Before any student begins their training, they’re required to complete The Personal Journey, a 12-week process that begins with the breath but inevitably leads you deeper into yourself. This journey marked the beginning of developing a relationship with my breath, one I could trust without force or pretence, and it naturally deepened into a relationship with my body and my whole self. Over those twelve weeks, what began to unfurl was everything I had been holding and avoiding; and I came face to face with the limiting beliefs and patterns that had been living in my body.

That journey changed everything for me. It didn’t just open the doors to healing; it gave me the clarity and safety I needed to move into the practitioner training in a way that felt grounded and responsible. I came to understand that breathwork isn’t about prescribed techniques, performance or intensity, but about presence, self-awareness and nervous system regulation. It’s not something you guide another person through until you’ve learned how to hold yourself first.

What Does Trauma-Informed Breathwork Look Like in Practice?

Not all breathwork practices are the same. While many modern approaches draw inspiration from ancient pranayama, their intentions have evolved in very different directions. Where pranayama was traditionally about regulation, awareness, and expanding consciousness, many contemporary interpretations focus on intensity or spectacle, which can take us away from the true essence of working with the breath safely and intentionally.

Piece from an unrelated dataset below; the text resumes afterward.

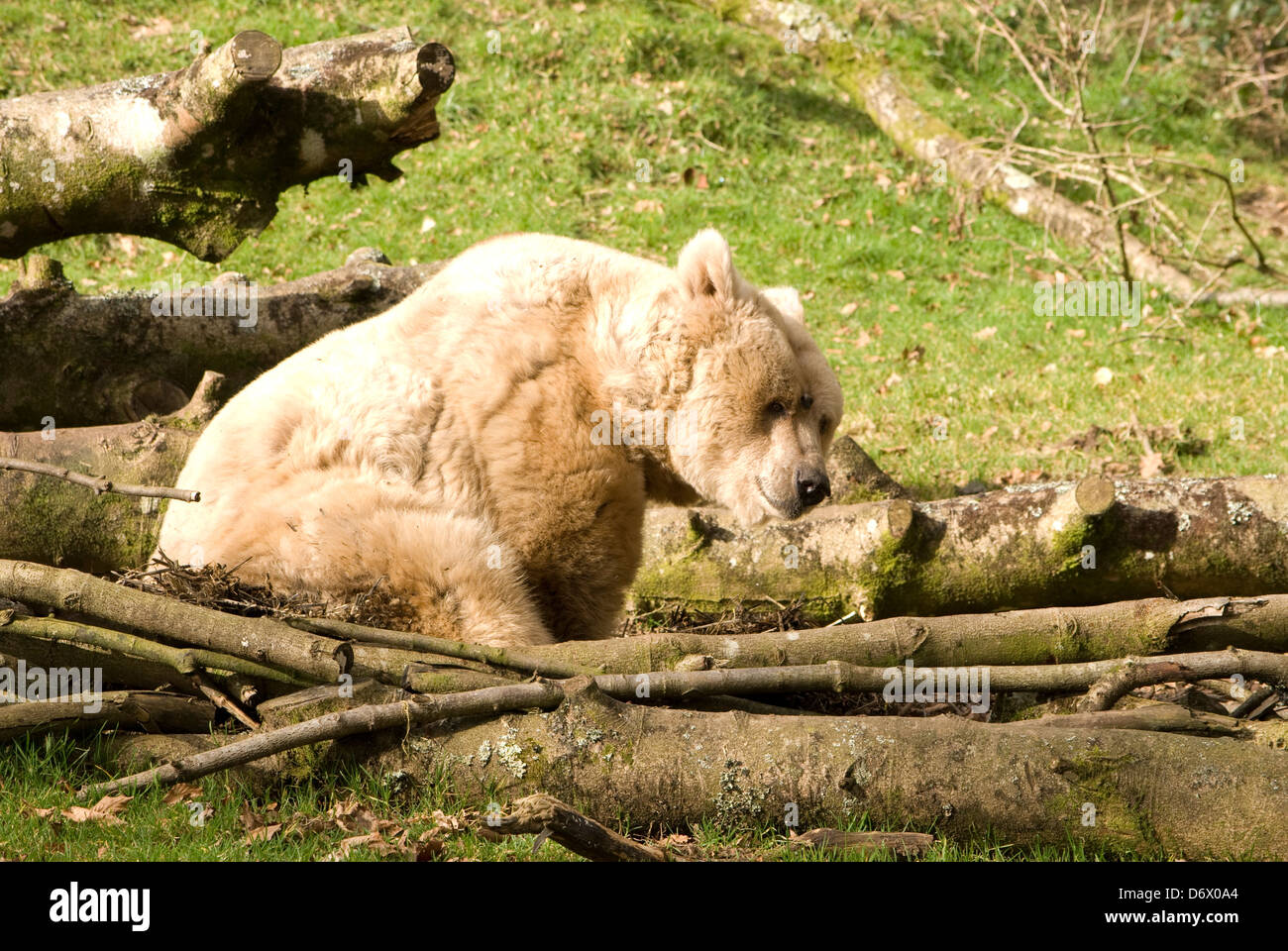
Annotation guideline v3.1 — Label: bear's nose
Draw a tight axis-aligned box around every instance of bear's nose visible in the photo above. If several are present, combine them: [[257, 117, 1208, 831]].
[[796, 469, 832, 508]]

Introspective Breathwork® Therapy (IBT®) is entirely client-led, meaning you have full agency over your experience at all times. You’re encouraged to follow the natural rhythm of your breath, which can change depending on a number of individual factors such as your energy levels or what’s present for you that day. You will never be guided to force the breath or directed to change how you’re breathing unless it becomes necessary to ensure your safety. A facilitator can never truly know what is happening internally for another person during a session, which further highlights the importance of trauma awareness. More often than not, forceful practices can bypass the body’s signals, leading to overwhelm and in some cases, exacerbating nervous system dysregulation.

At its heart, trauma-informed breathwork is about honouring the body’s intelligence and developing a relationship with your inner healer through the innate wisdom of the breath. When held with trauma awareness, breathwork becomes a grounded and supportive practice. Without it, facilitation risks becoming unsafe for both client and practitioner.

Seeking support is a vulnerable step for anyone to take, and the practitioner you choose can make all the difference to your experience.